Valid statistical inference is challenging when the sample is subject to unknown selection bias. Data integration can be used to correct for selection bias when we have a parallel probability sample from the same population with some common measurements.

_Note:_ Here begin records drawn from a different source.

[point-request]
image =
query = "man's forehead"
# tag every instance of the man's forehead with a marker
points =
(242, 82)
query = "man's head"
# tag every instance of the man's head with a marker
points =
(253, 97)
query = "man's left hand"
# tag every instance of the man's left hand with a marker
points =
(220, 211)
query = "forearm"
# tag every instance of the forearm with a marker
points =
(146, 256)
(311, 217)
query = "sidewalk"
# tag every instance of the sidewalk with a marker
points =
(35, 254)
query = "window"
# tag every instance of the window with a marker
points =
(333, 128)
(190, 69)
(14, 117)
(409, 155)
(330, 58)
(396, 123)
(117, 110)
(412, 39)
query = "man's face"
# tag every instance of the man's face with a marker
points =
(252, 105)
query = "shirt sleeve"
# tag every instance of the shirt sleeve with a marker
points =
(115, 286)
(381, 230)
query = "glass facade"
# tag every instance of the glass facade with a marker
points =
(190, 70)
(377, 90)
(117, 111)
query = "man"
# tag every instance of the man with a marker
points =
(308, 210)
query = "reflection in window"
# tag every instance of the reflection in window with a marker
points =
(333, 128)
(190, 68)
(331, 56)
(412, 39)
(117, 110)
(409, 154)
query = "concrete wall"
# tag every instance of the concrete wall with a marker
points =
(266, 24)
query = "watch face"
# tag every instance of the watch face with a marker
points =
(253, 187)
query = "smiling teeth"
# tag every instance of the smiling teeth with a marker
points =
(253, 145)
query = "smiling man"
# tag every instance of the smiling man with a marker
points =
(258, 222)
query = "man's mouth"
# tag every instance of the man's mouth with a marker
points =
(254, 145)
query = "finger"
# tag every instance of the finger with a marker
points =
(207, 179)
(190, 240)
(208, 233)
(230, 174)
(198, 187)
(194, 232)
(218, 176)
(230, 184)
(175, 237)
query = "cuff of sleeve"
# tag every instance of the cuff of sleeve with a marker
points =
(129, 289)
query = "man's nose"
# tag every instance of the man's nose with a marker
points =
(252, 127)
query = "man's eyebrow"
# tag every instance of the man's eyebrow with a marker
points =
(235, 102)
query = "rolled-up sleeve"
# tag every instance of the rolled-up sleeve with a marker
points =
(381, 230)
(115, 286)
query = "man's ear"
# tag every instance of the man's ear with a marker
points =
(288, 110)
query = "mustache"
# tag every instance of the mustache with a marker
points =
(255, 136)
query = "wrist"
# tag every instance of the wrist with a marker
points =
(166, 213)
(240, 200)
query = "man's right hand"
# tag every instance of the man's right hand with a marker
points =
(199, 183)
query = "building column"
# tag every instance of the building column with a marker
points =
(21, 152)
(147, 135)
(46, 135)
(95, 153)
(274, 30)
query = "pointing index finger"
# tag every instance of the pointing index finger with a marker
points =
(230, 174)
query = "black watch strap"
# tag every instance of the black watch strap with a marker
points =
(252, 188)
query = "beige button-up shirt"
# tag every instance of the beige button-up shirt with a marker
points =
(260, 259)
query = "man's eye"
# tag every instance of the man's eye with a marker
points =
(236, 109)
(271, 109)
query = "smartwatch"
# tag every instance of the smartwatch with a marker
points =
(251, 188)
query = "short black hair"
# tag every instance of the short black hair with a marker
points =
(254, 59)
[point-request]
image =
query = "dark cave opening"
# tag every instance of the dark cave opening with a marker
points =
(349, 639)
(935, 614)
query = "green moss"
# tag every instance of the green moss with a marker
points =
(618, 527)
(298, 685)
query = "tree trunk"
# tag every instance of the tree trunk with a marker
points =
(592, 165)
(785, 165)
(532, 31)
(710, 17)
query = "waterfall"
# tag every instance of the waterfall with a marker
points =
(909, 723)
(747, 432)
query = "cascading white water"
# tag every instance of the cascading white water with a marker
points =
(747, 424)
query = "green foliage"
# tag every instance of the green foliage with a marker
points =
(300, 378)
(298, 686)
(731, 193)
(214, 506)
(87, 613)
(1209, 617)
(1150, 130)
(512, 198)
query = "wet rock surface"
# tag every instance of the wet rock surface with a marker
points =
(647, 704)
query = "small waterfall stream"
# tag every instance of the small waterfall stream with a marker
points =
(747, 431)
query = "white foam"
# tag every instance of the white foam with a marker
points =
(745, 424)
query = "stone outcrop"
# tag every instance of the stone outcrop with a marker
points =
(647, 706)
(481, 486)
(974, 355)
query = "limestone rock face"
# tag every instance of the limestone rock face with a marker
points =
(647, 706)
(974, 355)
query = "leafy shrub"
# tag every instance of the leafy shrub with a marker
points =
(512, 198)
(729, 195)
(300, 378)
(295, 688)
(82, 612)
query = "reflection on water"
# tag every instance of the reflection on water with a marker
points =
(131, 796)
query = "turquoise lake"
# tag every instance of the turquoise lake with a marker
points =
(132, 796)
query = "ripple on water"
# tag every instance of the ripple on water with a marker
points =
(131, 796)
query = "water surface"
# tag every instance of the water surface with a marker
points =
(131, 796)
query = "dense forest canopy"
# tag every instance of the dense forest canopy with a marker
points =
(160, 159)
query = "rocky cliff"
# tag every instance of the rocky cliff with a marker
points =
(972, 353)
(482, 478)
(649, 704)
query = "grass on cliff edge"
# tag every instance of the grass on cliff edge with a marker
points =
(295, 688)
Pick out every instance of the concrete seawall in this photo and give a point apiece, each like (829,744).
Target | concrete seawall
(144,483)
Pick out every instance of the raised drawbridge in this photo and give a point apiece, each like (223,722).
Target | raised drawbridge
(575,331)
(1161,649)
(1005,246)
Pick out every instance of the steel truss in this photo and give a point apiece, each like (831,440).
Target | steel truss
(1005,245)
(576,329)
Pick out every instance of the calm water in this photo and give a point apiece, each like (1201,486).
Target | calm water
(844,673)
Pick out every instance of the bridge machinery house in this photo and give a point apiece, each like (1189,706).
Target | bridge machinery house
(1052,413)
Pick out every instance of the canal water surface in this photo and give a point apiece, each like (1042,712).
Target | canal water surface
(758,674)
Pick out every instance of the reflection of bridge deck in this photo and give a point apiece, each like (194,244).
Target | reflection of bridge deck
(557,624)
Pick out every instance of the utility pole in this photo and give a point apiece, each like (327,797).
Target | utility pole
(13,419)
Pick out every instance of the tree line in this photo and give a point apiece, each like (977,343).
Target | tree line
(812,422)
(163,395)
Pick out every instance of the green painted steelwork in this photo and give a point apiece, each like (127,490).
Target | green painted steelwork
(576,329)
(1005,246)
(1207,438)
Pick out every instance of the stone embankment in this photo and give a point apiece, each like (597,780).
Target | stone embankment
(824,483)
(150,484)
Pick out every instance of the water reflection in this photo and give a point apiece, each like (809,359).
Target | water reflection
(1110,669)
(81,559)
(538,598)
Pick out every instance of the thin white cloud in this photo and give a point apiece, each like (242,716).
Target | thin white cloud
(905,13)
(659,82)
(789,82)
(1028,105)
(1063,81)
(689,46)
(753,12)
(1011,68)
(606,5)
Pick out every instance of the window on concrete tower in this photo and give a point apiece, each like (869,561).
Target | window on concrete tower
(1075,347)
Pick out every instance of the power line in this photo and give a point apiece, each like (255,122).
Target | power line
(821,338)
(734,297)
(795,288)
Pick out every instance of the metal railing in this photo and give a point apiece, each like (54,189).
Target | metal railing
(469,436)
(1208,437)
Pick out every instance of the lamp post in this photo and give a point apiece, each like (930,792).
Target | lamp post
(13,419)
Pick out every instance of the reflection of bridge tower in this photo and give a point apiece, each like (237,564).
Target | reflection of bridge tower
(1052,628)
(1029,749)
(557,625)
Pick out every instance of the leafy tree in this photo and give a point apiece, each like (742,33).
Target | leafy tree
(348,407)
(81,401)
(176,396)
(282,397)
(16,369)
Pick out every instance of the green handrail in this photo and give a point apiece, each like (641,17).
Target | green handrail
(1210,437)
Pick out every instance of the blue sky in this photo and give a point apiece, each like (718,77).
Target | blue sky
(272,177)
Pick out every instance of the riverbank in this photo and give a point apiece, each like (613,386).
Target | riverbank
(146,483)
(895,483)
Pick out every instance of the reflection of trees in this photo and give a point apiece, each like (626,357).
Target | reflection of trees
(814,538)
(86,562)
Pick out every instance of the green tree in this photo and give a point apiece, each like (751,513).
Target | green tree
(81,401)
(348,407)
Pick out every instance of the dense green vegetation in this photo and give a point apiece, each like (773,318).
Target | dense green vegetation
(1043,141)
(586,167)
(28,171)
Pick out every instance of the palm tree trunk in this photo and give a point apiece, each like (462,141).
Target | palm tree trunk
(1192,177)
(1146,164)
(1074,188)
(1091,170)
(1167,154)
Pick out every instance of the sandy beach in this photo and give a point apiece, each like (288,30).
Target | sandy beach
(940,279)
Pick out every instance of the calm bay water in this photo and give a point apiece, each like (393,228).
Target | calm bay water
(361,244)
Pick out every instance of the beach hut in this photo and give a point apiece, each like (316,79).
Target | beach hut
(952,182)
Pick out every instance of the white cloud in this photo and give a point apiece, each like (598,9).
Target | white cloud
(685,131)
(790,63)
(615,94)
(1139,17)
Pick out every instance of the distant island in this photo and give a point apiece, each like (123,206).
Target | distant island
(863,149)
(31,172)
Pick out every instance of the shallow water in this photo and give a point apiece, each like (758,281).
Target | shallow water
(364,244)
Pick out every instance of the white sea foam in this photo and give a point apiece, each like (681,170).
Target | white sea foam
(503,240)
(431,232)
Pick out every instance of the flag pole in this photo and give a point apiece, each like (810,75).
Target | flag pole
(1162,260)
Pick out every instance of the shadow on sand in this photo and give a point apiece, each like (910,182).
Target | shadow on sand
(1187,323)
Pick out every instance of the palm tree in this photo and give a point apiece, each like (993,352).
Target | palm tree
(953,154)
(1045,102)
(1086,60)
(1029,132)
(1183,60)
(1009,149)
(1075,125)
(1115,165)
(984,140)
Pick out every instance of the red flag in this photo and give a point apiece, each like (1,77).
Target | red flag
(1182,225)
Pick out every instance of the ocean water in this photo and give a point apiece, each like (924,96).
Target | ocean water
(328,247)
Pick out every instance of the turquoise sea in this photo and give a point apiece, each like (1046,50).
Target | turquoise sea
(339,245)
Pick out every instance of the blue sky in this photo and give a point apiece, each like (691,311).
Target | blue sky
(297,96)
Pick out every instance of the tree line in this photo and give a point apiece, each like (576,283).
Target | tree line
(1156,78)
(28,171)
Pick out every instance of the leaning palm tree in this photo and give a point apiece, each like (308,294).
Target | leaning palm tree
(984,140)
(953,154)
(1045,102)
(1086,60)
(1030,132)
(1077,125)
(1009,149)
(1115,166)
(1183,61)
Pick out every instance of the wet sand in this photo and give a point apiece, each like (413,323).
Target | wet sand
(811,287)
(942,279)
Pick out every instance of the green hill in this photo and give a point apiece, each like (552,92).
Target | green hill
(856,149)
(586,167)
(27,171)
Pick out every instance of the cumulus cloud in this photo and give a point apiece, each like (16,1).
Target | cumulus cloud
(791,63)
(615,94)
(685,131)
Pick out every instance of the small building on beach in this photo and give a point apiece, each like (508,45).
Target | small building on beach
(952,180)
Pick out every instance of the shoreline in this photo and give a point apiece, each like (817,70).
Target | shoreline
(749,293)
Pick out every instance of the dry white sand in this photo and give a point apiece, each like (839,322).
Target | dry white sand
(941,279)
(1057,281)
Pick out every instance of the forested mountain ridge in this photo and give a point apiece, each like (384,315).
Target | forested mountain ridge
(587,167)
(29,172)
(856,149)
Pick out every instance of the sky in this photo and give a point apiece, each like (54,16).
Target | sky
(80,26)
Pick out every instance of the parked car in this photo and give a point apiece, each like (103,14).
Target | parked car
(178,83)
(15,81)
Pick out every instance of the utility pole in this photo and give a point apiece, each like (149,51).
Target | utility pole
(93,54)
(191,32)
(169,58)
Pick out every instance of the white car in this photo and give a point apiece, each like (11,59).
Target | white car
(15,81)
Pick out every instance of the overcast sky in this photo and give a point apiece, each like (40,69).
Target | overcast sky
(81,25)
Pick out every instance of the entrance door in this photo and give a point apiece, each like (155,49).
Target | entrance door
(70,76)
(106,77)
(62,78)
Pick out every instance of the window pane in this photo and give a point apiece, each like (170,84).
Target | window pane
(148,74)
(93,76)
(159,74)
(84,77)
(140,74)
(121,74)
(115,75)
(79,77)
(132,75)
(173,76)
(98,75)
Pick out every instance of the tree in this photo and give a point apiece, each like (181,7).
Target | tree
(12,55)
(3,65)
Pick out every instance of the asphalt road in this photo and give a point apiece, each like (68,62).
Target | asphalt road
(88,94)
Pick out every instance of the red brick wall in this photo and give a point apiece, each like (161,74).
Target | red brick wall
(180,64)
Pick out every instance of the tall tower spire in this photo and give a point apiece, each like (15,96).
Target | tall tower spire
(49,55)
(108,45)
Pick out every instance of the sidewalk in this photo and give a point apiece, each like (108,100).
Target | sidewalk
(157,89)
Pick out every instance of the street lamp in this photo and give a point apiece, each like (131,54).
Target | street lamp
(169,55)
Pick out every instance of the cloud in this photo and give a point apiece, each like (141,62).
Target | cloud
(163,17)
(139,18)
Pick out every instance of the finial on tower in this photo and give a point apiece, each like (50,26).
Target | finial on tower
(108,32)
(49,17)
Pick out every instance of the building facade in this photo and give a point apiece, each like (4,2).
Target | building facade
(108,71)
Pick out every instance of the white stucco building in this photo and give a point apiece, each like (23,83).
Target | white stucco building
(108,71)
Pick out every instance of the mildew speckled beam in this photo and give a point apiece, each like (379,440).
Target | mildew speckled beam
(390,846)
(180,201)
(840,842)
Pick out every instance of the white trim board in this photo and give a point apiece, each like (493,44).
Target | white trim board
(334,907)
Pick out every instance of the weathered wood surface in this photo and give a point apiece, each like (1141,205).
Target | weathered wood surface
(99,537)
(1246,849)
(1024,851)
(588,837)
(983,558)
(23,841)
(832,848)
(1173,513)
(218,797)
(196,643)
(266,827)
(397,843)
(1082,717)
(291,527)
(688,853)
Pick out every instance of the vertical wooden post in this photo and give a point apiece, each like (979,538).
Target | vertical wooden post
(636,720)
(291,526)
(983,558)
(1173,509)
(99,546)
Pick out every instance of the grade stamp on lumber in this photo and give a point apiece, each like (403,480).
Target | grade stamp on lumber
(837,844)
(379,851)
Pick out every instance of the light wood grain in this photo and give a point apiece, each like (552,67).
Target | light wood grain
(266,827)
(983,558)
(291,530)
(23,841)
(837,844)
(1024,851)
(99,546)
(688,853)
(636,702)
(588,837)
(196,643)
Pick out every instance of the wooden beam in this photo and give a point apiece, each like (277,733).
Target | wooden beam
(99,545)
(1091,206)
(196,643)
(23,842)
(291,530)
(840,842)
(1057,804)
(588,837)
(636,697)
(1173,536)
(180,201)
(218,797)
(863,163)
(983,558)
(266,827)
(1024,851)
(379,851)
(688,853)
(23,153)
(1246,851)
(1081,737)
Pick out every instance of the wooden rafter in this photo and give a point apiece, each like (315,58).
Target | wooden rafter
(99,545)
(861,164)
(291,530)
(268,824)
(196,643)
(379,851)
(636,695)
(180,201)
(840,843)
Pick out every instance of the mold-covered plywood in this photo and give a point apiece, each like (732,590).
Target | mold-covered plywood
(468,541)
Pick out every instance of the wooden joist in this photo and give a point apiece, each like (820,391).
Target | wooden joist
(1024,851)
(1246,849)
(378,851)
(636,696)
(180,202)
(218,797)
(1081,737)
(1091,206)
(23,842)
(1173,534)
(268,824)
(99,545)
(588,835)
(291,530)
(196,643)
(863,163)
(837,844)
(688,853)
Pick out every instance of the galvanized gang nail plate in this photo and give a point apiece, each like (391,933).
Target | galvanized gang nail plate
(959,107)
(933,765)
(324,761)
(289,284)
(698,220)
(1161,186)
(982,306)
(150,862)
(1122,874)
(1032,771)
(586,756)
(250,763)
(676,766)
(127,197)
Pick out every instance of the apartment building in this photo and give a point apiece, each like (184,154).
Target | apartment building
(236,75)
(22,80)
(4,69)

How to model and estimate the selection probability or the propensity score (PS) of a non-probability sample using an independent probability sample is the challenging part of the data integration. We approach this difficult problem by employing multiple candidate models for PS combined with empirical likelihood. By incorporating multiple propensity score models into the internal bias calibration constraint in the empirical likelihood setup, the selection bias can be eliminated so long as the multiple candidate models contain a true PS model. The bias calibration constraint under the multiple PS models is called multiple bias calibration. Multiple PS models can include both missing-at-random and missing-not-at-random models. Asymptotic properties are discussed, and some limited simulation studies are presented to compare the proposed method with some existing competitors. Plasmode simulation studies using the Culture \& Community in a Time of Crisis dataset demonstrate the practical usage and advantages of the proposed method.

翻译：当样本存在未知选择偏差时，有效的统计推断面临挑战。通过数据整合技术，利用同一总体中具有共同测量指标的平行概率样本，可校正选择偏差。如何基于独立概率样本对非概率样本的选择概率或倾向性得分进行建模与估计，是数据整合中的关键难点。为此，我们采用经验似然方法结合多个候选倾向性得分模型处理该难题。通过将多个倾向性得分模型纳入经验似然框架下的内部偏差校准约束，只要候选模型中包含真实的倾向性得分模型，即可消除选择偏差。基于多重倾向性得分模型的偏差校准约束称为多重偏差校准。这些候选模型可涵盖随机缺失与非随机缺失两类模型。本文讨论了渐近性质，并通过有限模拟研究将所提方法与现有方法进行对比。基于"危机时期的文化与社区"数据集开展的Plasmode模拟实验，验证了所提方法的实用性与优势。